More recently, Blanchett asked workers how significant a 20% cut in spending would be. Roughly 40% of respondents said that this would not be catastrophic. However, others expected a more meaningful impact.

That survey covers what people said, but we also have data showing what they actually do.

Survey of Consumer Expenditures

The U.S. Bureau of Labor Statistics (BLS) publishes information about how much people spend each year. Those numbers are broken down by age, and we can look at how people in typical retirement age ranges change their spending over time.

Note that these numbers are averages, and of course, the actual spending levels would vary based on your geography, health issues, lifestyle, and more.

Still, we can see how spending tends to decline with age starting in your 60s or 70s. This would be consistent with the retirement spending “smile” or the Go-Go, Slow-Go, and No-Go framework of retirement spending.

Table showing spending by age from BLS data

Bank Spending Data

We can also learn a lot from bank account transactions. JP Morgan analyzed spending data from Chase Bank customers (the data is anonymized, of course) to see where money goes at different ages.

Once again, there seems to be a reduction in overall spending over time once people enter their retirement years. Some categories, such as healthcare, continue to rise. But other categories gradually taper down.

Chart showing spending in various categories by age group

It may be surprising to see that healthcare costs don’t run off the charts as people age. It’s true that healthcare spending can be problematic in retirement. But for many people, Medicare covers the bulk of costs. You can potentially limit your out-of-pocket expenses to some degree by purchasing insurance.

Why Does it Matter?

A realistic understanding of spending is critical as you plan for retirement. If you assume that all costs will continue to rise uninterrupted, your projections may be skewed.

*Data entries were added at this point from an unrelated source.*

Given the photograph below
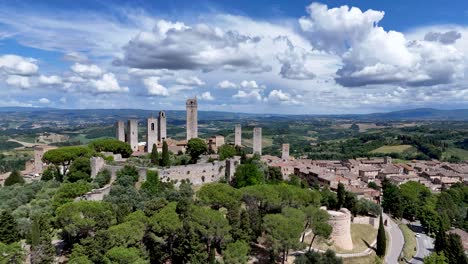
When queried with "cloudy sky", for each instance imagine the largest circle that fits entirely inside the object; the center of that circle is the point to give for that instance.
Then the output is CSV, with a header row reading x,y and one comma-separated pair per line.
x,y
271,56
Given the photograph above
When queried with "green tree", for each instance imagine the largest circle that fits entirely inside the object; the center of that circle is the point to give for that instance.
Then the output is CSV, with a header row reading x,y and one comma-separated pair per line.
x,y
211,226
165,155
248,174
454,250
80,169
14,178
122,255
83,218
226,151
381,239
236,253
282,233
8,228
12,253
42,250
112,145
102,178
219,195
154,155
436,258
152,185
195,148
167,224
64,156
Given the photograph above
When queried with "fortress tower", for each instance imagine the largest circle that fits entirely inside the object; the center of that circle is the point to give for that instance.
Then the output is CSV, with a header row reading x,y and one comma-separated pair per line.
x,y
257,141
285,152
341,224
151,133
192,118
238,135
162,134
120,131
132,135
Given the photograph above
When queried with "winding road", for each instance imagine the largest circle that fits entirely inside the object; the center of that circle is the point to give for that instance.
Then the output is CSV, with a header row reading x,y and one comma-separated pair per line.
x,y
425,244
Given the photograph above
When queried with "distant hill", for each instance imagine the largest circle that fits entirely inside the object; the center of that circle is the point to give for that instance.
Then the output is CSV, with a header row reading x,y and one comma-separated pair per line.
x,y
410,114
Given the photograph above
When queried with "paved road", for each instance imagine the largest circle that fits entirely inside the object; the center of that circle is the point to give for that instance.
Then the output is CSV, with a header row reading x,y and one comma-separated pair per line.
x,y
396,241
425,244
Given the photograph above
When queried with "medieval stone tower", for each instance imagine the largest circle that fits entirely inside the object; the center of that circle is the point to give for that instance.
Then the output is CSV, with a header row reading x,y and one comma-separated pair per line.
x,y
162,134
192,118
257,141
133,134
285,152
341,224
120,130
238,135
151,133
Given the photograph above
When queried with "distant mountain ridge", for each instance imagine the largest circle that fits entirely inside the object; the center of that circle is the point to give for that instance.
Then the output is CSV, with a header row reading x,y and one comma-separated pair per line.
x,y
410,114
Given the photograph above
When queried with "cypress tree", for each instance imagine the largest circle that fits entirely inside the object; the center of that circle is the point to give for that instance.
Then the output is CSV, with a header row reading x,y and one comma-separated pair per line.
x,y
14,178
8,228
154,155
440,243
165,155
381,239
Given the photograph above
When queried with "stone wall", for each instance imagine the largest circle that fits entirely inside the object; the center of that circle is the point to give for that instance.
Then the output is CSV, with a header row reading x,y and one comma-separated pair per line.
x,y
162,134
367,220
257,141
133,134
238,135
341,224
151,133
192,118
120,131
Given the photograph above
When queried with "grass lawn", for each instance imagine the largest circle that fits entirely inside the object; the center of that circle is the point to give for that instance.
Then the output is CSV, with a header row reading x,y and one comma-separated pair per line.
x,y
409,250
461,153
370,259
392,149
361,234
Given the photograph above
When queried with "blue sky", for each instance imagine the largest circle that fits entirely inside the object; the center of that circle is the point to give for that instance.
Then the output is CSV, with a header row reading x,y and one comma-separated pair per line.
x,y
245,56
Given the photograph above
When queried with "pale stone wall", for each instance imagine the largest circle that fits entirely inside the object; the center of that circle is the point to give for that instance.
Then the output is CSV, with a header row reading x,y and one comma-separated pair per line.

For example, you might believe you need more money than you’ll really need. As a result, you may need to work longer, save more, or make other sacrifices.

Of course, nobody knows the future. It’s wise to be conservative and enter retirement with sufficient resources. Indeed, for most people, it’s probably better to have too much than not enough. But making informed decisions might help you get closer to the “right” amount, if such a thing exists.

Tips for Planning

As you run your projections, consider the potential for changes in your spending. Use tools (software, most likely) that can model things like:

  • The retirement spending smile: Inflation minus 1% on base expenses, with healthcare costs continuing to rise at an accelerated rate
  • Go-Go, Slow-Go, and No-Go years: Higher spending levels immediately after retirement, when your health is at its best and you’re eager to try new things. After a number of years, spending might decrease somewhat, with the potential for further decreases later.
  • Guardrails: Adjusting spending according to your account balances. If your assets fall below certain levels, it might make sense to tighten the belt, at least temporarily. If your assets eventually recover (or if they do nothing but grow over time), then increases may make sense.

It’s also smart to understand which expenses are necessities vs. nice-to-haves. For necessities, spending cuts are a problem. But discretionary spending might be more flexible, potentially allowing you to rebuild after catastrophic events.

The more flexibility you have, the more options you have. For example, if you’re willing and able to cut your spending, it might be possible to start spending at a higher rate. It might even be possible to retire earlier than otherwise. But it’s critical to be able to absorb those surprises and make cuts later.

Important: There is no guarantee that dynamic spending or cutting your expenses can prevent you from running out of money or suffering hardship in retirement. The practice might help some, but life is uncertain, and spending cuts ultimately might not succeed in getting things back on track.